The new fee will be charged bi-annually each June and December at 0.25% of the value of the TD Waterhouse SIPP, subject to a minimum of £40 (reduced from £50) and maximum of £100 (reduced from £250) during each charging period. This equates to a total annual fee of 0.5% of the fund (minimum £80 and maximum £200).

For example, in 2008 the fee will be applied based on the value of the fund on 2 June and 1 December with a maximum fee of £100 applied in each period. During the course of the year this could result in a total fee payable of up to £200 (reduced from £500) and a potential saving of up to £300 in fees. As an ongoing pricing change the new fees will remain indefinitely and apply to both new and existing investors.

In addition to this, TD Waterhouse is currently waiving the initial set up fee of £80 on new SIPPs until further notice, and because TD Waterhouse use Capita as the SIPP trustee, all fees are exempt from VAT, ensuring more of the investor’s money goes towards funding his or her retirement than paying for the fund itself.

Angus Rigby, Chief Executive Officer of TD Waterhouse UK comments,“SIPPs provide all the tax advantages of a traditional pension scheme and puts the investor in control of where, how and when their savings for retirement are invested.
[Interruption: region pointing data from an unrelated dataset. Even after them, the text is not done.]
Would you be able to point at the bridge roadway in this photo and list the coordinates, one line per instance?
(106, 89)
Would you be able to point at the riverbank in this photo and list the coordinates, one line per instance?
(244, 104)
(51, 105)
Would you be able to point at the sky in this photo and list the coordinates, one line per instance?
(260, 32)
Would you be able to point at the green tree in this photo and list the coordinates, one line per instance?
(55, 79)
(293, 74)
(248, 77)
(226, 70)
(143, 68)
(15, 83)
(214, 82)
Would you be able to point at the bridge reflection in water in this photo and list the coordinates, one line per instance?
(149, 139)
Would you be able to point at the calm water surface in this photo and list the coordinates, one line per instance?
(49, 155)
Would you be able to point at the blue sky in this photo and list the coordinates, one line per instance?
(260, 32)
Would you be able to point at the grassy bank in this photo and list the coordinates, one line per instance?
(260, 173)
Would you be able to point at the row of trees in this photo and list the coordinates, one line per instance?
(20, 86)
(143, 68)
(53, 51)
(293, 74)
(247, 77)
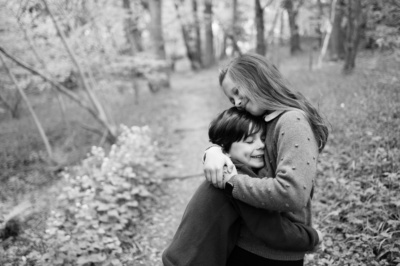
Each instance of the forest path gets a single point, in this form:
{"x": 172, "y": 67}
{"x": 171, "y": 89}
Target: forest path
{"x": 198, "y": 99}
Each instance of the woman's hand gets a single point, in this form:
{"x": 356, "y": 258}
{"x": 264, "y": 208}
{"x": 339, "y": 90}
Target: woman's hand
{"x": 228, "y": 175}
{"x": 213, "y": 166}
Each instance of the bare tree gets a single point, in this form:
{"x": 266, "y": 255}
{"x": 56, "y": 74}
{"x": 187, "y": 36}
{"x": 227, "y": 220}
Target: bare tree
{"x": 271, "y": 32}
{"x": 336, "y": 42}
{"x": 292, "y": 7}
{"x": 261, "y": 48}
{"x": 74, "y": 97}
{"x": 155, "y": 8}
{"x": 31, "y": 111}
{"x": 132, "y": 32}
{"x": 209, "y": 56}
{"x": 189, "y": 38}
{"x": 196, "y": 25}
{"x": 354, "y": 18}
{"x": 98, "y": 107}
{"x": 328, "y": 33}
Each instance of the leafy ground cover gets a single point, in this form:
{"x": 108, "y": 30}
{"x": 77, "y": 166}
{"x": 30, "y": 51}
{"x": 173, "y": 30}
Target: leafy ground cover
{"x": 356, "y": 202}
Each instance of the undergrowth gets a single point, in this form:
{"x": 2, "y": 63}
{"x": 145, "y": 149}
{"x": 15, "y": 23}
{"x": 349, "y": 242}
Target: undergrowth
{"x": 357, "y": 202}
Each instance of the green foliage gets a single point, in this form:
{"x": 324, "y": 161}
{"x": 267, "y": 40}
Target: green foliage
{"x": 358, "y": 204}
{"x": 383, "y": 23}
{"x": 101, "y": 202}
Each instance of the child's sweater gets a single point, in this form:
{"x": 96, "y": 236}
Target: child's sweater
{"x": 291, "y": 156}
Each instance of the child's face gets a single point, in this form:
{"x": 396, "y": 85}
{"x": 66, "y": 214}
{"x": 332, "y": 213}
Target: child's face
{"x": 239, "y": 99}
{"x": 249, "y": 151}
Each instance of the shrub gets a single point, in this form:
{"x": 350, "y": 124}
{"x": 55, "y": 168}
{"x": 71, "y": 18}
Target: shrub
{"x": 101, "y": 201}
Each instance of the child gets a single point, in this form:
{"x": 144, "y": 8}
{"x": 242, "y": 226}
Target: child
{"x": 296, "y": 134}
{"x": 210, "y": 225}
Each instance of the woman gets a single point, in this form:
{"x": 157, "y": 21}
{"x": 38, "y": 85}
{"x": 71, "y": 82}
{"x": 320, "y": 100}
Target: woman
{"x": 295, "y": 135}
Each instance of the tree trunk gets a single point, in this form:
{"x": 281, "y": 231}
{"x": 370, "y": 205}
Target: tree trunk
{"x": 190, "y": 43}
{"x": 132, "y": 32}
{"x": 320, "y": 16}
{"x": 196, "y": 23}
{"x": 98, "y": 107}
{"x": 336, "y": 43}
{"x": 294, "y": 33}
{"x": 259, "y": 18}
{"x": 209, "y": 56}
{"x": 223, "y": 47}
{"x": 42, "y": 63}
{"x": 328, "y": 34}
{"x": 32, "y": 112}
{"x": 293, "y": 11}
{"x": 156, "y": 31}
{"x": 352, "y": 34}
{"x": 282, "y": 29}
{"x": 271, "y": 32}
{"x": 60, "y": 88}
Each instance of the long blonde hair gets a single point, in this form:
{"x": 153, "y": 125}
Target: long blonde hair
{"x": 262, "y": 82}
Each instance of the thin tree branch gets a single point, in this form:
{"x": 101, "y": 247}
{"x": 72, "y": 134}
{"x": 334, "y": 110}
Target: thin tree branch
{"x": 35, "y": 118}
{"x": 60, "y": 87}
{"x": 86, "y": 86}
{"x": 171, "y": 178}
{"x": 267, "y": 4}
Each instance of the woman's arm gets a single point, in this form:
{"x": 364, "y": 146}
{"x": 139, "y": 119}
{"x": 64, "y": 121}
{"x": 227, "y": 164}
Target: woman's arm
{"x": 214, "y": 163}
{"x": 296, "y": 157}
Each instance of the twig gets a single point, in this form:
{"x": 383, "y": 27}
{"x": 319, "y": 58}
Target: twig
{"x": 171, "y": 178}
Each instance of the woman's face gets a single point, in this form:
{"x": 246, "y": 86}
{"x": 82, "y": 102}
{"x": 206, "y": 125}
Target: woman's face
{"x": 239, "y": 99}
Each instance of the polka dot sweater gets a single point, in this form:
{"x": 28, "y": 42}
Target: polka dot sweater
{"x": 288, "y": 177}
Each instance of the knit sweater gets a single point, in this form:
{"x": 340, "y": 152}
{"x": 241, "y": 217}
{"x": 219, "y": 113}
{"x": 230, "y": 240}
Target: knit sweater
{"x": 290, "y": 159}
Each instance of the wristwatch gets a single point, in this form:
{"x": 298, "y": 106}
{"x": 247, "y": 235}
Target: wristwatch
{"x": 228, "y": 188}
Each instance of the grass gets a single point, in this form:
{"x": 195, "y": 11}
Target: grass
{"x": 356, "y": 204}
{"x": 357, "y": 201}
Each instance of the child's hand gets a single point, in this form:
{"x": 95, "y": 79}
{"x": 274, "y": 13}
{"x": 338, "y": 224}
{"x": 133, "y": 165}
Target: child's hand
{"x": 320, "y": 245}
{"x": 228, "y": 175}
{"x": 213, "y": 166}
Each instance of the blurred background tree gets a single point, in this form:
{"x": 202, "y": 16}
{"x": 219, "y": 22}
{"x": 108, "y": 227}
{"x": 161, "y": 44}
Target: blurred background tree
{"x": 80, "y": 45}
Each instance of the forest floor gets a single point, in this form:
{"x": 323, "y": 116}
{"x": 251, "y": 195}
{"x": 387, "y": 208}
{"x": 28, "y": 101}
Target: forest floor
{"x": 356, "y": 201}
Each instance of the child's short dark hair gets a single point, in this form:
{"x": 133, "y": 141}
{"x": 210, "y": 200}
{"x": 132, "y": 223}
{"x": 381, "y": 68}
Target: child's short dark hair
{"x": 233, "y": 125}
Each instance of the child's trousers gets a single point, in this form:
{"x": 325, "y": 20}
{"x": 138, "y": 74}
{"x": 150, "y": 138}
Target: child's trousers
{"x": 211, "y": 224}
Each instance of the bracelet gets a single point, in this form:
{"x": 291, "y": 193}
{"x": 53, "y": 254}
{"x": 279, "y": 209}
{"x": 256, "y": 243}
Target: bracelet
{"x": 204, "y": 155}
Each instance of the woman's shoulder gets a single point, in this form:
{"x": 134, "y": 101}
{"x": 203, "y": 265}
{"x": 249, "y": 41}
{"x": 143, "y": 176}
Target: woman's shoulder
{"x": 292, "y": 116}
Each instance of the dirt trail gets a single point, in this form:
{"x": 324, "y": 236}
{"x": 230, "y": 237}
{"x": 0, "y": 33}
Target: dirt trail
{"x": 199, "y": 100}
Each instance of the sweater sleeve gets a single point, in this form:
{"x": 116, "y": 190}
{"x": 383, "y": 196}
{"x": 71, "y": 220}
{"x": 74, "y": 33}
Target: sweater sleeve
{"x": 297, "y": 152}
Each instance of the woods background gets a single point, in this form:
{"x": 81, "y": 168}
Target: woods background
{"x": 73, "y": 71}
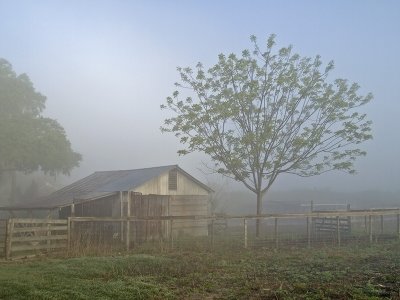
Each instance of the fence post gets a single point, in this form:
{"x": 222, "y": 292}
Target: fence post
{"x": 370, "y": 229}
{"x": 69, "y": 235}
{"x": 212, "y": 233}
{"x": 338, "y": 230}
{"x": 365, "y": 224}
{"x": 245, "y": 232}
{"x": 276, "y": 233}
{"x": 9, "y": 233}
{"x": 172, "y": 233}
{"x": 308, "y": 233}
{"x": 128, "y": 224}
{"x": 349, "y": 218}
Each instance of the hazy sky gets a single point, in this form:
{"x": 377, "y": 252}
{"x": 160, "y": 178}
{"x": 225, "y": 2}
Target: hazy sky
{"x": 106, "y": 66}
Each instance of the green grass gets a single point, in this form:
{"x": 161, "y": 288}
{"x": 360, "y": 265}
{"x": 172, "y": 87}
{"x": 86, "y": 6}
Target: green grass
{"x": 326, "y": 273}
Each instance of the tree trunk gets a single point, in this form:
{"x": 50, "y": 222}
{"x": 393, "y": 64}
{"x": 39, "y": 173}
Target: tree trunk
{"x": 259, "y": 212}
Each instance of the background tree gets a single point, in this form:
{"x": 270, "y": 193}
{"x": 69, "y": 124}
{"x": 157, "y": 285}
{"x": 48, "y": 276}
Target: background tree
{"x": 268, "y": 113}
{"x": 29, "y": 141}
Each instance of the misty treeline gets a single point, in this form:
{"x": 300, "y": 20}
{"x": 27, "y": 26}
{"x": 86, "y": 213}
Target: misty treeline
{"x": 29, "y": 141}
{"x": 266, "y": 113}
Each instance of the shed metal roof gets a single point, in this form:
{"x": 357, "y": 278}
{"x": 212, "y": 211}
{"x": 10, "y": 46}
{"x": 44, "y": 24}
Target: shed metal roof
{"x": 105, "y": 183}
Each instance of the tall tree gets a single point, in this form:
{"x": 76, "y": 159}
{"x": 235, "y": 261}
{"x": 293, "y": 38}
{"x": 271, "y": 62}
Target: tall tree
{"x": 268, "y": 113}
{"x": 29, "y": 141}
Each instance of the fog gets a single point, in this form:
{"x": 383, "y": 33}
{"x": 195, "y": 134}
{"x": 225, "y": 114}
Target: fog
{"x": 106, "y": 66}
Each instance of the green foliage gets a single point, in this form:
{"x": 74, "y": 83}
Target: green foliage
{"x": 29, "y": 141}
{"x": 345, "y": 273}
{"x": 268, "y": 113}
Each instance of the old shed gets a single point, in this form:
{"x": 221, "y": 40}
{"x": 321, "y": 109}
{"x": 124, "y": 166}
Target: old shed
{"x": 140, "y": 193}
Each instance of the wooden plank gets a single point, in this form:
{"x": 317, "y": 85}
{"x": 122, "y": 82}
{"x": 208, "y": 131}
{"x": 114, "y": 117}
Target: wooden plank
{"x": 338, "y": 230}
{"x": 370, "y": 229}
{"x": 40, "y": 238}
{"x": 39, "y": 229}
{"x": 308, "y": 233}
{"x": 128, "y": 225}
{"x": 10, "y": 226}
{"x": 38, "y": 221}
{"x": 38, "y": 247}
{"x": 276, "y": 233}
{"x": 398, "y": 225}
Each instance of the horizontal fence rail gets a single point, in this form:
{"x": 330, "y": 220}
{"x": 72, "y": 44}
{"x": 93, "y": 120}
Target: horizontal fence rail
{"x": 79, "y": 234}
{"x": 26, "y": 237}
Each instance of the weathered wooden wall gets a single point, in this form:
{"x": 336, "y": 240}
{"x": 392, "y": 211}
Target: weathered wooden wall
{"x": 159, "y": 186}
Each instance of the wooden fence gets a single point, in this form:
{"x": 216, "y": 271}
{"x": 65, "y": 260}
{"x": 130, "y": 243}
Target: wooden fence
{"x": 29, "y": 236}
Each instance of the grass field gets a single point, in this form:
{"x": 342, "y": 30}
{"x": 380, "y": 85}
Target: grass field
{"x": 370, "y": 272}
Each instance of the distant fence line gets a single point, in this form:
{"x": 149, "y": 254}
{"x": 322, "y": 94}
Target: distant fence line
{"x": 24, "y": 237}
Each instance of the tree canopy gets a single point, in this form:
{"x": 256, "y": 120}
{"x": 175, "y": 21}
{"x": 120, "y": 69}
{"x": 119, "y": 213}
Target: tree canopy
{"x": 266, "y": 113}
{"x": 28, "y": 140}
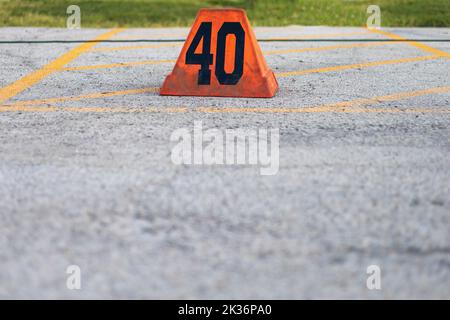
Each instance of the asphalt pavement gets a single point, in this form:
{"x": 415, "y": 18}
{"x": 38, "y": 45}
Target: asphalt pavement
{"x": 86, "y": 176}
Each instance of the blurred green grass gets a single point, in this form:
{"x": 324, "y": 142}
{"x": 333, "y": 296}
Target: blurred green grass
{"x": 159, "y": 13}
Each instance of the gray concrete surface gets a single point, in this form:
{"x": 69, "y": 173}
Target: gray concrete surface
{"x": 99, "y": 190}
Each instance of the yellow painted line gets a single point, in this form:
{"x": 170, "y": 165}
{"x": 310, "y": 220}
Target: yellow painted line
{"x": 355, "y": 66}
{"x": 56, "y": 65}
{"x": 95, "y": 95}
{"x": 135, "y": 47}
{"x": 152, "y": 36}
{"x": 97, "y": 109}
{"x": 273, "y": 52}
{"x": 319, "y": 36}
{"x": 333, "y": 47}
{"x": 344, "y": 106}
{"x": 93, "y": 109}
{"x": 115, "y": 65}
{"x": 416, "y": 44}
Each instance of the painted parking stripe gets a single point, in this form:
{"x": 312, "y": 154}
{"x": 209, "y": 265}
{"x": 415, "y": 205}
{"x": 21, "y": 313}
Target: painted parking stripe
{"x": 416, "y": 44}
{"x": 356, "y": 66}
{"x": 56, "y": 65}
{"x": 344, "y": 106}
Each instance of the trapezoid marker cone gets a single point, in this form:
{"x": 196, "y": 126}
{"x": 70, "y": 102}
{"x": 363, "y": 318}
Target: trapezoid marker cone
{"x": 221, "y": 58}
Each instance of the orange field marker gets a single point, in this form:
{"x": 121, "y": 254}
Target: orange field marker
{"x": 221, "y": 57}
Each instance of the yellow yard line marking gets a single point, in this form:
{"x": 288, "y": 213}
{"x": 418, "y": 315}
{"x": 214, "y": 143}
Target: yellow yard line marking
{"x": 144, "y": 46}
{"x": 56, "y": 65}
{"x": 152, "y": 36}
{"x": 95, "y": 95}
{"x": 273, "y": 52}
{"x": 96, "y": 109}
{"x": 115, "y": 65}
{"x": 355, "y": 66}
{"x": 326, "y": 48}
{"x": 416, "y": 44}
{"x": 319, "y": 36}
{"x": 184, "y": 35}
{"x": 345, "y": 106}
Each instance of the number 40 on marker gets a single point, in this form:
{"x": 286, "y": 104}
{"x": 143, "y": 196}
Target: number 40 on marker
{"x": 205, "y": 59}
{"x": 221, "y": 58}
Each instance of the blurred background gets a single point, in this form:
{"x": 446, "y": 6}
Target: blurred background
{"x": 165, "y": 13}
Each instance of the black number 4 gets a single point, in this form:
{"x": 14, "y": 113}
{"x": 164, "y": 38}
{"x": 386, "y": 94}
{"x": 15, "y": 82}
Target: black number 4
{"x": 205, "y": 59}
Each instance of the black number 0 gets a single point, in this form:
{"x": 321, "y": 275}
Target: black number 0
{"x": 205, "y": 59}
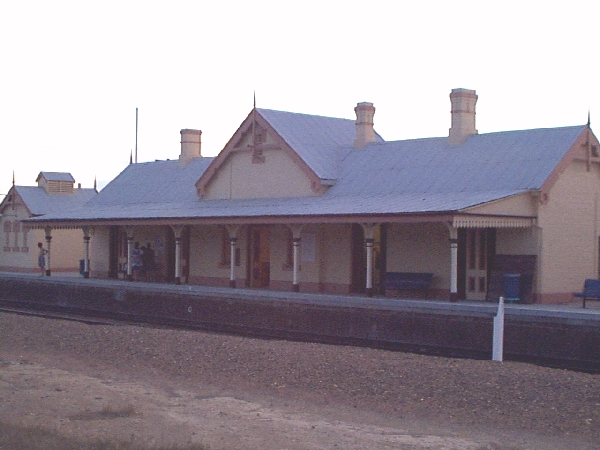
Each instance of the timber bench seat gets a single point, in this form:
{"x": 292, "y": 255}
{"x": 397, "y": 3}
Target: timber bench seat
{"x": 407, "y": 281}
{"x": 591, "y": 291}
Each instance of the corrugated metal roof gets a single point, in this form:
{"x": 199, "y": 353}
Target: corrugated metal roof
{"x": 322, "y": 142}
{"x": 39, "y": 202}
{"x": 154, "y": 182}
{"x": 56, "y": 176}
{"x": 505, "y": 162}
{"x": 400, "y": 177}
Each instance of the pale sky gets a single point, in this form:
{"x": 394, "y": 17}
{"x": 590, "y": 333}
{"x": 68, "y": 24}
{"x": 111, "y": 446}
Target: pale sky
{"x": 73, "y": 72}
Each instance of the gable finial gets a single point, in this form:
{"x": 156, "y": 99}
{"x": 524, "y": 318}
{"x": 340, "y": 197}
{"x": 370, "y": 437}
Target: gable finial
{"x": 589, "y": 121}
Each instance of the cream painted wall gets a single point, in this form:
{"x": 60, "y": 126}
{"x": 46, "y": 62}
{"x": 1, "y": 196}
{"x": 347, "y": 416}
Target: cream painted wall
{"x": 278, "y": 176}
{"x": 335, "y": 257}
{"x": 280, "y": 271}
{"x": 99, "y": 252}
{"x": 420, "y": 247}
{"x": 205, "y": 253}
{"x": 569, "y": 231}
{"x": 64, "y": 245}
{"x": 517, "y": 241}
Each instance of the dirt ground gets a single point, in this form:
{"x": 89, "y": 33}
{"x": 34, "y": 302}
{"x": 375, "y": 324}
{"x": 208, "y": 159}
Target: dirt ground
{"x": 172, "y": 386}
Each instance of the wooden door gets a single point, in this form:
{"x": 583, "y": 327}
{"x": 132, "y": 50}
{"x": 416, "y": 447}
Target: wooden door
{"x": 260, "y": 263}
{"x": 477, "y": 264}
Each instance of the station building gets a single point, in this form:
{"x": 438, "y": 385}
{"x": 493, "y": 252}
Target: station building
{"x": 319, "y": 204}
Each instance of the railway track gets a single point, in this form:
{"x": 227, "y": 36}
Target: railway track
{"x": 94, "y": 317}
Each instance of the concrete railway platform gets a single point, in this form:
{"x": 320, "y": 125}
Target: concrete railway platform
{"x": 562, "y": 335}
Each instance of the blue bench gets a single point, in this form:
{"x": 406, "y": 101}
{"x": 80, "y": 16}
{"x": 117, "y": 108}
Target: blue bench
{"x": 591, "y": 291}
{"x": 407, "y": 281}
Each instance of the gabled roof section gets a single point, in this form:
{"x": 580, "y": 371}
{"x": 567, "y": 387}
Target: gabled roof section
{"x": 153, "y": 182}
{"x": 56, "y": 176}
{"x": 390, "y": 179}
{"x": 318, "y": 143}
{"x": 39, "y": 202}
{"x": 503, "y": 162}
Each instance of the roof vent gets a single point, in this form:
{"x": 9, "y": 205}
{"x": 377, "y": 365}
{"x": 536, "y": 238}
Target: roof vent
{"x": 365, "y": 133}
{"x": 463, "y": 115}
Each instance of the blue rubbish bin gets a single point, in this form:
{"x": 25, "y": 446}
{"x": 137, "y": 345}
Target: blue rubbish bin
{"x": 512, "y": 287}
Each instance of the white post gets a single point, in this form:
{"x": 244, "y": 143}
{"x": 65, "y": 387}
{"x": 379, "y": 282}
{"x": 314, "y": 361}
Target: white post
{"x": 453, "y": 262}
{"x": 129, "y": 230}
{"x": 48, "y": 231}
{"x": 129, "y": 248}
{"x": 232, "y": 244}
{"x": 498, "y": 339}
{"x": 233, "y": 231}
{"x": 86, "y": 261}
{"x": 369, "y": 229}
{"x": 296, "y": 239}
{"x": 178, "y": 260}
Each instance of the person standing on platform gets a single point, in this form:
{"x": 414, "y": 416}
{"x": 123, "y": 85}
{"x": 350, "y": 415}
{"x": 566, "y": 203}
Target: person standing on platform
{"x": 42, "y": 259}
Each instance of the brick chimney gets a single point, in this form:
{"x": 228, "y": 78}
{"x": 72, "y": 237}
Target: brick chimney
{"x": 365, "y": 134}
{"x": 190, "y": 145}
{"x": 463, "y": 115}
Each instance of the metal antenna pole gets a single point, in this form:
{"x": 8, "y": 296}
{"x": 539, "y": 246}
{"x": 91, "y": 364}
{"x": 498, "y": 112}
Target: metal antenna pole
{"x": 136, "y": 121}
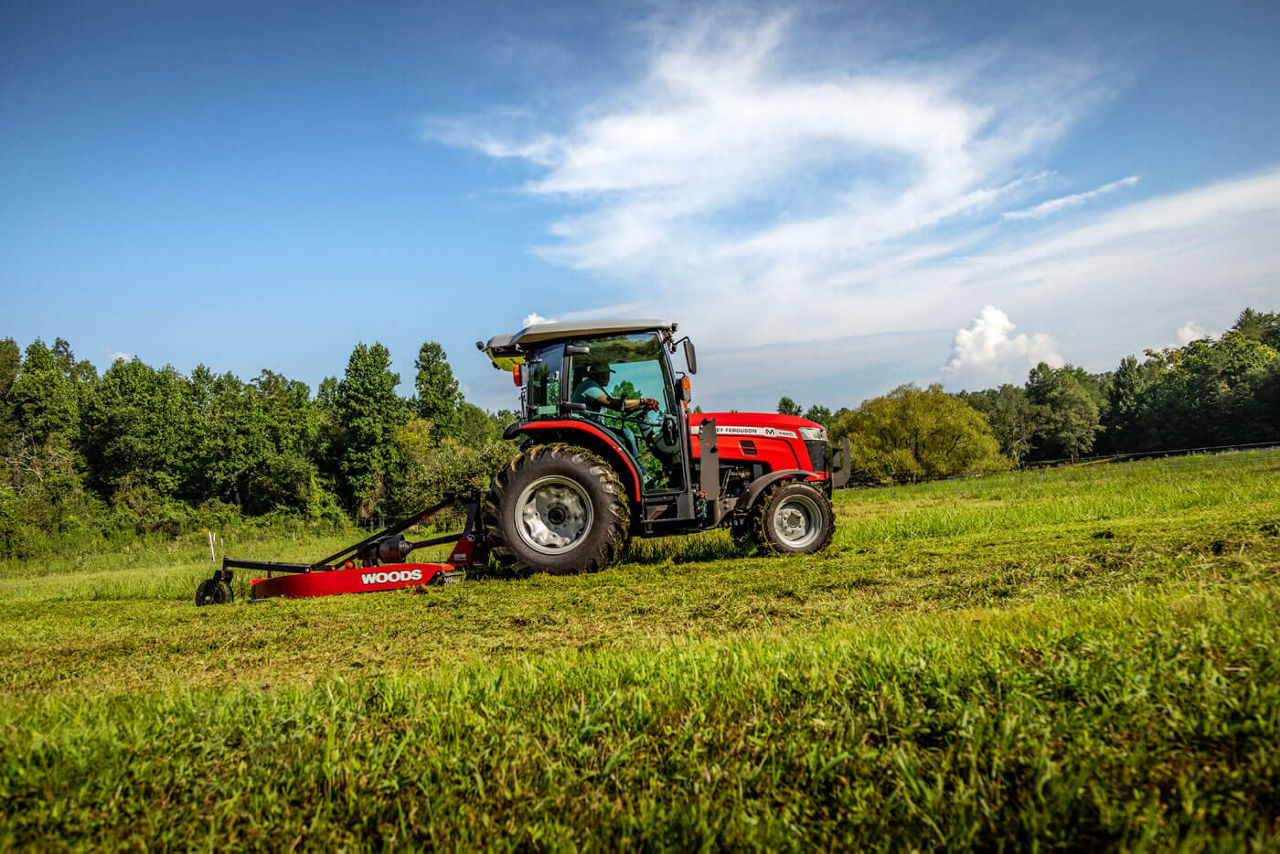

Investment options can include UK and International Equities, Gilts and Bonds, Investment Trusts, Unit Trusts and REITs - all of which are available through the TD Waterhouse SIPP.

“Although funds cannot be drawdown until the investor is 55, the freedom of choice and reduced administration costs available certainly make SIPPs a worthwhile investment choice to both novices and seasoned investors alike1. This is reflected in our new pricing structure and available indefinitely - not just as a one off offer.”

The new SIPP rates perfectly complement TD Waterhouse’s recent introduction of zero fees on ISAs and PEPs. Through these changes, any Trading ISA or PEP account held with TD Waterhouse that has a valuation of £3,600 or more is no longer charged an annual administration fee (ISAs valued up to £3,599.99 will pay a fee of £30 plus VAT). This also applies to ISAs and PEPs transferred in.

Rigby continues “According to our 2007 Investor Confidence index, ISAs are growing in popularity across the board, with 67% of British investors holding cash ISAs and 48% of investors holding stocks and shares ISAs. With our zero administration fee on ISAs and the forthcoming regulatory changes, now is the perfect time for customers to review their ISAs in order to get the best possible return from their investments.”

New regulatory changes for ISAs will come into effect from 6 April this year and a key part of these changes will affect PEPs, which will cease to exist after being around for 20 years as they automatically become Stocks and Shares ISAs. In addition, holders of Cash ISAs will be able to convert to Stocks and Shares ISAs to gain access to the highs and lows of the stock market.